Karen, I'm just taking a bit of your post to comment on - a bit that upsets me, but maybe I'm not understanding properly.
You have to issue a cue - and the dog is required to IGNORE THAT CUE? I HATE that! Contradictory stuff! How does that relate to real life, in ANY way? Any enlightenment from you? Thanks!
(No wonder a lot of dogs have trouble with it. I think it could easily engender distrust in the dog.)
Sat, 28 Apr 2012 08:44:30 (PDT)
Hi Carol, no, the dog does not have to ignore a cue. APDT would never put in a sign like that. They are all about good solid POSITIVE training. That doesn't mean that you can get away with sloppy training, though. This is actually a GOOD sign, I think. It's not easy, especially with a "velcro dog", but it's still good training in impulse control.
You cue the dog to sit, then stay. Then you run away, and the dog must wait for you to call them to heel, at which point you call them front.
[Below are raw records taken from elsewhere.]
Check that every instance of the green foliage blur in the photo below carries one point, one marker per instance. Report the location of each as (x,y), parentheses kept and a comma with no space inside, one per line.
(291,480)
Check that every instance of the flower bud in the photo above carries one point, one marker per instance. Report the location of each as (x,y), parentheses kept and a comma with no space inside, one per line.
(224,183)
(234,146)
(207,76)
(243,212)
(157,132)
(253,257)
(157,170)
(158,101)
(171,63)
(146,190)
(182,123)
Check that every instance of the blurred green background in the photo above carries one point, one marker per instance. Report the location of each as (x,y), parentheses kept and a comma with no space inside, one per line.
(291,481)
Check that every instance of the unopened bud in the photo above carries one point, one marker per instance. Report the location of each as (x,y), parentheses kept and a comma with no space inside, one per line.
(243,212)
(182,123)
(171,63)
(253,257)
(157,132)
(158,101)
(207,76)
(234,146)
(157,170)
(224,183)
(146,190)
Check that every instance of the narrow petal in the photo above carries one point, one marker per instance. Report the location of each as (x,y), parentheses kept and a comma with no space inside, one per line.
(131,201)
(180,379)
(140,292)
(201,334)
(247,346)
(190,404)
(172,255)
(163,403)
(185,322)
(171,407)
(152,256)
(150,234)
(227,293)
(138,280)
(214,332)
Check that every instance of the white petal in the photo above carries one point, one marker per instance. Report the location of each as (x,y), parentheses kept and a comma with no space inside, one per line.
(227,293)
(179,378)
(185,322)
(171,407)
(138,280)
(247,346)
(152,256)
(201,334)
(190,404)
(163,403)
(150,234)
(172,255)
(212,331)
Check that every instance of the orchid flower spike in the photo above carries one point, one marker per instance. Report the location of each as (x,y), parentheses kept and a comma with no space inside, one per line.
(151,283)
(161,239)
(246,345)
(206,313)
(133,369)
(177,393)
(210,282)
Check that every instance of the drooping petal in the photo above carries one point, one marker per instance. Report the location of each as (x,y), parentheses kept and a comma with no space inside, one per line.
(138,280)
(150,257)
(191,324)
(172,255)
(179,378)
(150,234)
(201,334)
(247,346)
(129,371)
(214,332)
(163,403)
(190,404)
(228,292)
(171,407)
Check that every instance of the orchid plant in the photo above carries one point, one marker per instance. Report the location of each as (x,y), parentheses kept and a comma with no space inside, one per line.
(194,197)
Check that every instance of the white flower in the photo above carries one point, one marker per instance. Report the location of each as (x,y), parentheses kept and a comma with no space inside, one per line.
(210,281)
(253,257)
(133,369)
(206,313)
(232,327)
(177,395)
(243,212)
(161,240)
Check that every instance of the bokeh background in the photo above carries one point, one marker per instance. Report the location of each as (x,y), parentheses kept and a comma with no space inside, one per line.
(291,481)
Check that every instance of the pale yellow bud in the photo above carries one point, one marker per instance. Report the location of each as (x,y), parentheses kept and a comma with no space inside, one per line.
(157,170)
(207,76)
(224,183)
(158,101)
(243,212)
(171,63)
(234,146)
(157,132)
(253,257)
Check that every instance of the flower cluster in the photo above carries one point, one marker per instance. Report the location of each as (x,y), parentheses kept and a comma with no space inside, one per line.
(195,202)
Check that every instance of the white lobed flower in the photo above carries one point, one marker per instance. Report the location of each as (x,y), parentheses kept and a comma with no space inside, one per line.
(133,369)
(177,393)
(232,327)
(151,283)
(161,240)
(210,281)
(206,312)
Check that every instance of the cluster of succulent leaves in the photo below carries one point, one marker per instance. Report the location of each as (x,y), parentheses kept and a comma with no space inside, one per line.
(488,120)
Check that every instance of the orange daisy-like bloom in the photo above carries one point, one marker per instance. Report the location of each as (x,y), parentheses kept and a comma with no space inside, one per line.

So there are several challenges. First, the dog must control his impulse to follow when you leave quickly. Then he must listen and come to heel briskly, but not get over-stimulated, so that when you ask for the front, he comes readily to front when you cue him and step back. This is certainly not a "beginner's" exercise, but well within what should be expected of a well trained dog.
The only problem for Kodi is that we hadn't ever practiced it. I actually LOVE the exercise from the standpoint of reinforcing impulse control. Kodi has a hard time holding a stay at distance... he wants to come back to me. So we are constantly working on this in recalls, long stays and even the start line stay in agility. This is just one other way of reinforcing that idea. (in fact, it is VERY much what you want in a start line stay in agility, minus the "front")
At least we were in good company, between the challenges of the "stay and run away" sign, and the lamb lung in the food bowls, there were more than the typical number of NQ's!